Newsroom 03/02/2016 | 14:13

The level of consumer confidence in Romania is the highest registered at the end of a year for the country since 2010, despite a fall of 5 points (reaching 79) on the Nielsen Consumer Confidence Index in Q4 of 2015 compared to Q3 of the same year, according to a Nielsen press release. Furthermore, Romanian consumers continue to place health, job security and debt payments on top of their list of concerns and 54 percent of respondents believe that the country is longer in recession. 

The Colectiv fire, and the ensuing protests and government change were the “most probable” causes of the 5-point fall in the Nielsen index, according to a company press release. This was also reflected in what Romanian consumers chose to spend their money on once they covered their monthly dues, with “outside the home entertainment” reaching the lowest level of the year in Q4.

Unlike the European consumer who primarily worries over terrorism and the state of the economy besides job security, Romanians are mostly concerned over health, job security and debt payments, reports the Nielsen index. “Consumer worries over terrorism and immigration have increased in the past quarters in those countries most affected by recent events,” stated Louise Keely, Nielsen vice-president and president of the Demand Institute.

At the European level, significant increases in fears regarding terrorism were seen in the United Kingdom (32 percent, +11pp) and the Netherlands (26 percent, +8pp), according to the Nielsen index. As for immigration, the Czech Republic (36 percent), Sweden (28 percent), Germany (27 percent), Austria (26 percent), Norway (26 percent), United Kingdom (22 percent), Switzerland (22 percent), and Finland (21 percent) were the countries with most increases in consumer fears.

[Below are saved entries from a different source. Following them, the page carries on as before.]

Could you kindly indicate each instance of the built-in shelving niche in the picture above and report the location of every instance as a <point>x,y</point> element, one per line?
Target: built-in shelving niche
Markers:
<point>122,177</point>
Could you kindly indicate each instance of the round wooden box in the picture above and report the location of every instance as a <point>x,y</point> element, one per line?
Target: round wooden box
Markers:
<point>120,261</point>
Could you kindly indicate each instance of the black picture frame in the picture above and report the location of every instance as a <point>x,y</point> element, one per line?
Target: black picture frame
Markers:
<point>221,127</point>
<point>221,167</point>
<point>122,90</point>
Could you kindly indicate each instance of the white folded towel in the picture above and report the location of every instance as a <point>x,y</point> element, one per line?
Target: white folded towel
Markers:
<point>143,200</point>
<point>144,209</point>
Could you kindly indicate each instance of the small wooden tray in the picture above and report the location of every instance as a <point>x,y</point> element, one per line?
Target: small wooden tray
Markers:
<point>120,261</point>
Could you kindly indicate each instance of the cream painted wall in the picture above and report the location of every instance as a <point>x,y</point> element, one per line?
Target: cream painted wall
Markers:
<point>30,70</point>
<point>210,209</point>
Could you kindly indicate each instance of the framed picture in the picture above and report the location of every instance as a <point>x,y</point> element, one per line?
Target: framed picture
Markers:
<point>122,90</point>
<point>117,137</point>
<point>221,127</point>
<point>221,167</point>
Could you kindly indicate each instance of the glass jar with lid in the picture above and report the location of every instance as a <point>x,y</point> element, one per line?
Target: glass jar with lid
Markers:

When it comes to confidence about the economy, in Romania, 54 percent of respondents consider that the country is not in recession, “an increase of 1 percent compared to Q3 2015,” adds the index. For the first time in the past years, the second quarter of 2015 was “when half of Romanians considered that the country was no longer in recession”, a result that places Romania in top 5 of countries with a predominantly anti-recession sentiment, next to the Czech Republic, Denmark, Germany and Switzerland.

Globally, confidence in the economy, i.e. decrease in recession perception, has increased most in the last quarter of 2015 as compared to Q3 in Latvia (59 percent, -11pp), Estonia (46 percent, -10pp), Italy (80 percent, -9pp) and the United States (47 percent, -8pp), reports the Nielsen index. At the other end of the spectrum, Sweden (62 percent, +13 pp), Singapore (40 percent, +10pp), United Arab Emirates (53 percent, +10pp) and Norway (63 percent, +10pp) experienced increases in recession perception.